Oxford researchers want to remove statin safety warnings — but keep their data secret

Influential statin researchers urge regulators to weaken safety warnings — but the evidence behind their claims remains withheld from independent scrutiny.

Maryanne Demasi, PhD's avatar
Maryanne Demasi, PhD
Feb 12, 2026
∙ Paid

The Cholesterol Treatment Trialists’ (CTT) Collaboration has returned with a new analysis of statins — the most widely prescribed cholesterol-lowering drugs in the world.

In a paper published in The Lancet, the Oxford-based group argues that several harms long associated with statins — including cognitive impairment, mood disturbance, sleep problems and peripheral neuropathy — are not supported by clinical trial evidence.

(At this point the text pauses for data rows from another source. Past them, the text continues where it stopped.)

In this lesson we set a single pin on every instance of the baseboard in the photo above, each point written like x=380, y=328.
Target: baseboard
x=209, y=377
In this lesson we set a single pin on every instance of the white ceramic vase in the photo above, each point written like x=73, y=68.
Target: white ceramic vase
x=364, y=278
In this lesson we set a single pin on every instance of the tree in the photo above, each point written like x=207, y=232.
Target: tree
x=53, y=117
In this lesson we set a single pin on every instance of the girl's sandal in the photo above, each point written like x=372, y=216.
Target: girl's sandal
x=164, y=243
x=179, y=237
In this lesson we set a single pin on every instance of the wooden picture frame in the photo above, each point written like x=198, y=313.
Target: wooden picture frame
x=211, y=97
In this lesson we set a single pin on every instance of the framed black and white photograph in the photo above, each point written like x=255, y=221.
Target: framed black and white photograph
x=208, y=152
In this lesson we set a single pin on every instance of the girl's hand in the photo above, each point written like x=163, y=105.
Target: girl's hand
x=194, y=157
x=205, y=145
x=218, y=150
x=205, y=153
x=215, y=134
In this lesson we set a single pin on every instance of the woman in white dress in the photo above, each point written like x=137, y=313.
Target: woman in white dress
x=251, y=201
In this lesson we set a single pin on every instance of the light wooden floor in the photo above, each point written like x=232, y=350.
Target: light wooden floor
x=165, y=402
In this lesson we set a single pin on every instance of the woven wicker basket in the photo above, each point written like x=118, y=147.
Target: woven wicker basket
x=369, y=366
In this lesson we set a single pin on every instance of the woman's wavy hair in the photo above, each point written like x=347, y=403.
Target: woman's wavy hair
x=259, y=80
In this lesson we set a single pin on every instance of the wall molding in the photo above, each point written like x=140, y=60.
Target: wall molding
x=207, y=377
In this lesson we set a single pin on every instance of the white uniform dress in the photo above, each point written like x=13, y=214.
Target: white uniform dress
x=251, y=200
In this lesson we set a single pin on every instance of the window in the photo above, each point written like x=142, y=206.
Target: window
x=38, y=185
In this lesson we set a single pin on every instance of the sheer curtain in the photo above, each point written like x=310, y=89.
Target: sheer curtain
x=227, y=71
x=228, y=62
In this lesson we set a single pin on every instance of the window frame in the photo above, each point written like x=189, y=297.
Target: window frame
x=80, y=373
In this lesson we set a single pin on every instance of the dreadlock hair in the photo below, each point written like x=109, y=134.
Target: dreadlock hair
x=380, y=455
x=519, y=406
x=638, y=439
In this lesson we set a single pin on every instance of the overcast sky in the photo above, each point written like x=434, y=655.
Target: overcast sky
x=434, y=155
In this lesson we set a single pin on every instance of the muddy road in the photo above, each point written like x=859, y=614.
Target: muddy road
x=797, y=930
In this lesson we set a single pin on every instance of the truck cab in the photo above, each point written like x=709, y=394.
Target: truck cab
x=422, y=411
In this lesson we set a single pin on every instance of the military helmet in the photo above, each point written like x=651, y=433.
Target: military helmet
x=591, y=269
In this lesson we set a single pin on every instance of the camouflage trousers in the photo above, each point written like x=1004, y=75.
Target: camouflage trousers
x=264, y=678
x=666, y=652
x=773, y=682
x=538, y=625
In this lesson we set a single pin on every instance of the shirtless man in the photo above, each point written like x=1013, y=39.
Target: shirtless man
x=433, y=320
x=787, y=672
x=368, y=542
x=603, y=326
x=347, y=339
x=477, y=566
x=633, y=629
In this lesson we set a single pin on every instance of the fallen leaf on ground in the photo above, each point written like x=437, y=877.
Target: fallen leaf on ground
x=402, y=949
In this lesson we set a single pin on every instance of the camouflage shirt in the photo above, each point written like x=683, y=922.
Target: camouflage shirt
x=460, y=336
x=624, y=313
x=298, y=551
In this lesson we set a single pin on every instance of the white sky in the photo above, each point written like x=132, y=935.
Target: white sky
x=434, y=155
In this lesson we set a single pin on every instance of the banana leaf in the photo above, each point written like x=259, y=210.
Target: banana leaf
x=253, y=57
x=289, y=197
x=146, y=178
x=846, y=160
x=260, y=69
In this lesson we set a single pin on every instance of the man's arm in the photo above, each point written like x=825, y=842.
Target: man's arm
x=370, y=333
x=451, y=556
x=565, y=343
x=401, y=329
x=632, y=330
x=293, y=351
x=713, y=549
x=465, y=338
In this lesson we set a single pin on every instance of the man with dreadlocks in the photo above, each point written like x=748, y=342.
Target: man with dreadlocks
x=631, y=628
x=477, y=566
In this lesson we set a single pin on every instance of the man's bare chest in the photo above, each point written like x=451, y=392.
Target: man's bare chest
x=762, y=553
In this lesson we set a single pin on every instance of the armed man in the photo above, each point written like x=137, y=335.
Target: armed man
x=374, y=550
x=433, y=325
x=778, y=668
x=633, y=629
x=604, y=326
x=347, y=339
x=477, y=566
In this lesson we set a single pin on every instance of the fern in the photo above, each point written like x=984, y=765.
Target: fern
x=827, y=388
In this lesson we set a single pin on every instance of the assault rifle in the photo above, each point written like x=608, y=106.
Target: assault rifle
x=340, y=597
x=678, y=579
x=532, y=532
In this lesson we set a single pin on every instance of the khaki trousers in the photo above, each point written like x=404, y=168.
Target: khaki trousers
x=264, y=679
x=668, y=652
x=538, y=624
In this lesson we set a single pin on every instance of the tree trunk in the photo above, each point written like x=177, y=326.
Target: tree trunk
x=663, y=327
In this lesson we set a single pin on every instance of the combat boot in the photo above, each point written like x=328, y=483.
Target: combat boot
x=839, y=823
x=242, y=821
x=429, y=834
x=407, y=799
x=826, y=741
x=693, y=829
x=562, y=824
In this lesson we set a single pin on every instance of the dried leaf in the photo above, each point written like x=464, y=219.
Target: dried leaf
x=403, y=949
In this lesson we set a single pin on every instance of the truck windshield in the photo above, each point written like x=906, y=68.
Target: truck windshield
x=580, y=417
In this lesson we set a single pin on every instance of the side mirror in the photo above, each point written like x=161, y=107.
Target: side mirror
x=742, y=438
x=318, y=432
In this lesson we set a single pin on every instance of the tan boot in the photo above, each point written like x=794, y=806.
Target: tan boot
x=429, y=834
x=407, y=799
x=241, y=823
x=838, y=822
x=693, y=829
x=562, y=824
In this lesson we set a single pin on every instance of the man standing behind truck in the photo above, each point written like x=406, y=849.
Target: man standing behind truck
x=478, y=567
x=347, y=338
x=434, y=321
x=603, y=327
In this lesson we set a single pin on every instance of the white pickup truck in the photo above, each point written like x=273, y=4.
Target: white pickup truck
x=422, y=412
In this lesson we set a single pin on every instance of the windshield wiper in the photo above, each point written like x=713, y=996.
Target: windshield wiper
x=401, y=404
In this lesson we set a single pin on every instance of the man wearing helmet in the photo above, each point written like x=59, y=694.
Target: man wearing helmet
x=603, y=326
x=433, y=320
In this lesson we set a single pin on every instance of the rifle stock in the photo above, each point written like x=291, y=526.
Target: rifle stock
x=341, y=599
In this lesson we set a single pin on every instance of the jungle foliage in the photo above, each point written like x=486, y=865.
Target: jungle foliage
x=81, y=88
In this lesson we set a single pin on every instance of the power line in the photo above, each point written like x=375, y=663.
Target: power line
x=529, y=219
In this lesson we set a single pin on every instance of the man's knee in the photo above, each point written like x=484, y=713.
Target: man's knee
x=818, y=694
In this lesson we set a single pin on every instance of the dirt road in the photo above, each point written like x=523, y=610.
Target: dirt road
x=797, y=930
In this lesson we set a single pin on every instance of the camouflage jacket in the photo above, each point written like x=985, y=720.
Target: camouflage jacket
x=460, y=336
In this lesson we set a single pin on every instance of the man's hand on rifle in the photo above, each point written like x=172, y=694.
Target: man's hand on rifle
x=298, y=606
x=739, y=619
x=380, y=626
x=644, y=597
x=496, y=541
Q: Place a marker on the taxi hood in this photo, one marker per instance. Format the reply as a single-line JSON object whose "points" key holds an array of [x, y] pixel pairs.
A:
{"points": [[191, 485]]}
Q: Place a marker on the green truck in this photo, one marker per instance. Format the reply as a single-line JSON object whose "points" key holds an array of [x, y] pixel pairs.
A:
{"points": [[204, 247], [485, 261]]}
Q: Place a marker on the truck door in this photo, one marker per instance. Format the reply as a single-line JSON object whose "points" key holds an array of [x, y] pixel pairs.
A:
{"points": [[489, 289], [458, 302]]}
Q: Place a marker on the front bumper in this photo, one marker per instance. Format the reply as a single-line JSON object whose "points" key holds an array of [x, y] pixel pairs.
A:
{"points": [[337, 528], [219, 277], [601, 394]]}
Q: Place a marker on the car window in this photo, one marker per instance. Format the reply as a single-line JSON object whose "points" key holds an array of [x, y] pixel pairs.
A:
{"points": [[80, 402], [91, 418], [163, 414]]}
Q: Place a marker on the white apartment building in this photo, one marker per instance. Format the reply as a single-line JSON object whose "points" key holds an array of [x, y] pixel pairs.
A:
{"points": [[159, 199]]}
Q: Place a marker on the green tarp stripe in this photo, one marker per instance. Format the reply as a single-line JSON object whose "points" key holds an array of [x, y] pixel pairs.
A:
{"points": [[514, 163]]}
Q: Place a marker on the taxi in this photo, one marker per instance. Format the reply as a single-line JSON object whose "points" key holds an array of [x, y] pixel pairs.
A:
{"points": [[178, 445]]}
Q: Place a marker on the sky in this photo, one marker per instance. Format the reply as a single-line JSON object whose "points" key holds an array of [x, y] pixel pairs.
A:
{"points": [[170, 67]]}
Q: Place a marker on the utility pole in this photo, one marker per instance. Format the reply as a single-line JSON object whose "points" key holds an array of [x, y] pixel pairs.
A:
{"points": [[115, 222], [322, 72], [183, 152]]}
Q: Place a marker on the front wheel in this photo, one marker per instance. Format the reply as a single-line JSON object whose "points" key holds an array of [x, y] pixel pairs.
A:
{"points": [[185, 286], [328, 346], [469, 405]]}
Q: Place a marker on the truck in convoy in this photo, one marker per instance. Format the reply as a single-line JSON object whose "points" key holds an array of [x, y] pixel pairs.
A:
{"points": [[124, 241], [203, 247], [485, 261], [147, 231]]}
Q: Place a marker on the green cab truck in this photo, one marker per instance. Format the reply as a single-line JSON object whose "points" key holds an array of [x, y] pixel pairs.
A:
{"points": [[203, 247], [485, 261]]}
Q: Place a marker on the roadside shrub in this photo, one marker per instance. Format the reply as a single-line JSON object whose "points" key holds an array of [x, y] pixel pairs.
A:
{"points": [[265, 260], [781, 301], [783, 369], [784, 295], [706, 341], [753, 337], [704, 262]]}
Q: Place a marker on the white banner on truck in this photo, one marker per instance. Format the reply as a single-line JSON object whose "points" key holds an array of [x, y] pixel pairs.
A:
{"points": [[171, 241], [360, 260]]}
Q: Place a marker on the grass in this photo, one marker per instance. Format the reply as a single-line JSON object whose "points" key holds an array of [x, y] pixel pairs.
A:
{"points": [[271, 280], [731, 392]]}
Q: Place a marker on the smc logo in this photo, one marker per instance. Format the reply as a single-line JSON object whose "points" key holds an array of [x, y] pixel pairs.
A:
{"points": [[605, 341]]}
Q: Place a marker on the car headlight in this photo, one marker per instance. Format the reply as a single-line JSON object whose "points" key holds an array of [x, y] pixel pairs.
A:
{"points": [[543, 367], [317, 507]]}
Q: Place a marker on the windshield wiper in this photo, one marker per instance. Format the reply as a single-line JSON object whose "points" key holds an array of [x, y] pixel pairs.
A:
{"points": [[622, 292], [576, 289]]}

It now says the warnings on statin product labels should be revised.

The study has been reported globally with striking confidence and little scrutiny. Few outlets have asked how these conclusions were reached — or whether the underlying evidence justifies them.

The questions that should be asked are straightforward.

Why is an influential academic collaboration seeking to remove established safety warnings? Were the original trials even capable of detecting these harms? And why does the underlying patient-level data remain inaccessible?

These questions go to the heart of the statin wars.